I just had a thought, correct me if I'm wrong. IIRC, the Germans can't put any new guns on their capital ships. The smallest British caliber at the moment is 13.5" or 34.3cm. German calibers at the moment are 12"/30.5cm and 13.8"/35cm, which is larger than the British 34.3cm gun, making it illegal. As long as the Germans aren't allowed to mount a new gun on their ships for the duration of the treaty, that means they are effectively limited to 12".
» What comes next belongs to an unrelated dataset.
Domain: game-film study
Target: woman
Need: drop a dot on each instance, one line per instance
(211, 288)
Trevayne has the right interpretation - the Germans cannot lay down new capital ships until 1928, and even then they can only be equipped with the smallest heavy gun in the RN (currently 13.5").I think the first is actually incorrect, while the second is correct. The WNT signatories are barred from developing new heavy naval guns, so the most powerful guns are Furious' 18"/45 guns followed by the South Dakotas' 16"/50 guns. Germany isn't a WNT signatory, so it can develop new heavy guns. It is under the Stockholm limits so it can't deploy new heavy guns for land service (not coastal defense), but has no restrictions on developing new heavy guns for naval use.
The Germans are free to develop new guns if they wish. The obvious thing for them to do at present would be to line down the 35-cm gun to 13.5"
Of course, as Germany emerges from its naval hibernation, the pressure to close these loopholes will grow.